Toni Martínez se ha convertido en la gran referencia en la pelea por la salvación del Deportivo Alavés, en un momento dulce que incluso le sitúa en clave selección. El delantero murciano atraviesa el mejor tramo de su carrera, consolidado como la principal amenaza ofensiva de los albiazules y en plena racha goleadora. Su peso en el equipo, ya determinante, será todavía mayor tras la lesión de Lucas Boyé.

El ariete de 28 años firma su temporada más productiva a nivel goleador, con 15 goles entre La Liga y la Copa del Rey.
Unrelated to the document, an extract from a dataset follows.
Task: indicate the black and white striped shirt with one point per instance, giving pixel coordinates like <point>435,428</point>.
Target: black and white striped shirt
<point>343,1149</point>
Ha mejorado así sus cifras del Famalicão en la 2019–20 –en la que anotó 14 goles– y la campaña 2022–23 con el Oporto –en la que marcó 13 tantos–, confirmando una evolución que ahora ha alcanzado su punto álgido.

Si ya antes de la llegada de Quique Sánchez Flores el punta murciano había dado un paso adelante, duplicando sus números del curso anterior, con el técnico madrileño ha elevado aún más su rendimiento. 

En los siete partidos desde el cambio en el banquillo, suma 6 goles y 1 asistencia, con un promedio de participación directa en gol por encuentro. Más allá de las cifras, su implicación, trabajo sin balón y capacidad para sostener al equipo en momentos críticos lo han convertido en un pilar incuestionable.

Su impacto ha tenido reflejo directo en los resultados. En Balaídos, firmó dos goles y una asistencia para culminar una remontada histórica ante el Celta (3-4) que puede terminar por suponer una salvación. Más recientemente, su doblete frente al Mallorca en Mendizorroza (2-1) volvió a traducirse en tres puntos vitales ante un rival directo. Apariciones decisivas que explican el crecimiento competitivo del conjunto babazorro en el tramo más exigente del calendario.

Un nuevo escenario

La dupla formada por Toni Martínez y Lucas Boyé ha sido uno de los argumentos ofensivos más fiables del equipo. Independientemente del sistema –del 4-4-2 de Eduardo Coudet al actual 5-3-2 de Quique–, ambos han sostenido gran parte de la producción goleadora del equipo: 22 tantos entre los dos en La Liga, más de la mitad de los 38 goles a favor del Alavés.

Toni celebra el primer gol del encuentro ante Osasuna (2-2). Pilar Barco

Sin embargo, el tramo final obligará a reinventarse, ya que la lesión de Boyé deja a Toni como principal foco ofensivo. Su primer examen sin el argentino será ante el Athletic Club en Mendizorroza, un rival que ha mostrado más fragilidad defensiva que en temporadas anteriores. Un contexto propicio para un delantero que ha demostrado ser especialmente letal cuando detecta debilidades.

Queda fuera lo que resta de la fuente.